Tod: Der sechste kritische Punkt

Nach so viel Hektik, so vielen Frustrationen und Enttäuschungen, nach so viel Freude und Leid und Höhen und Tiefen, nach so vielen unvergesslichen Jahren, nachdem man die Jahreszeiten immer wieder hat kommen und gehen sehen, durchlebt man die wichtigen Meilensteine im Leben ohne Vorankündigung und findet sich blitzschnell im hohen Alter wieder.

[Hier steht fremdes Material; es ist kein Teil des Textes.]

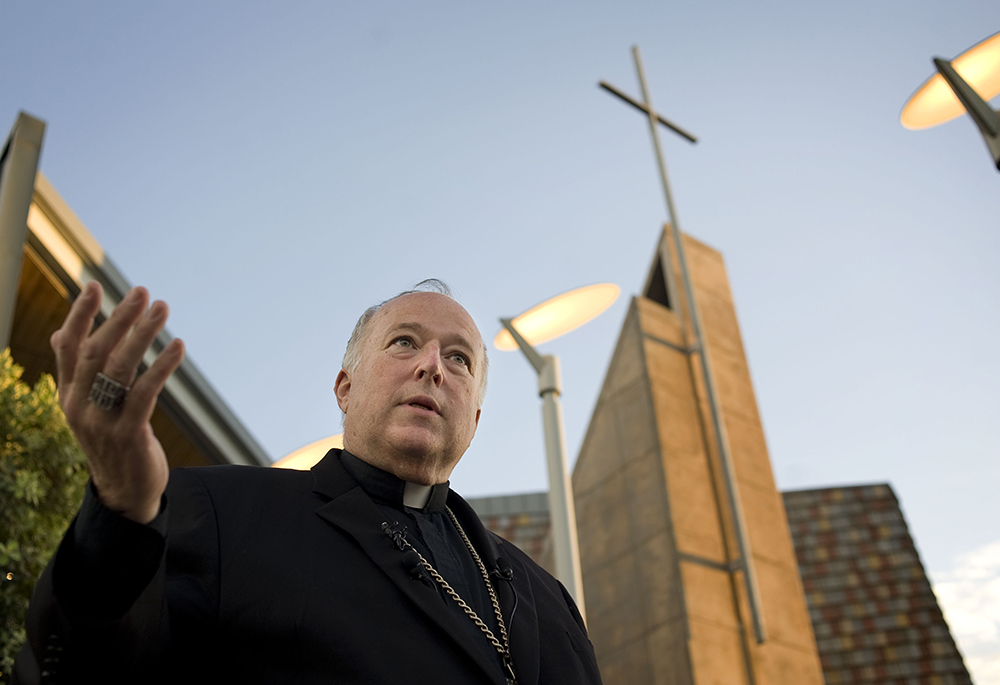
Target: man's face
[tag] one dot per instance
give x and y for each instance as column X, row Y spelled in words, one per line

Der ganze Körper ist von den Spuren der Zeit gezeichnet: Man kann nicht mehr aufrecht stehen, ein dunkelhaariger Kopf wird weiß, leuchtende, klare Augen werden dunkel und trüb und glatte, geschmeidige Haut wird faltig und fleckig. Das Hörvermögen wird schwächer, die Zähne werden locker und fallen aus, Reaktionen verzögern sich, Bewegungen werden langsam… An diesem Punkt hat man ganz Abschied von den leidenschaftlichen Jahren seiner Jugend genommen und ist in den Lebensabend eingetreten: das hohe Alter. Als Nächstes sieht man dem Tod entgegen – dem letzten kritischen Punkt eines menschlichen Lebens.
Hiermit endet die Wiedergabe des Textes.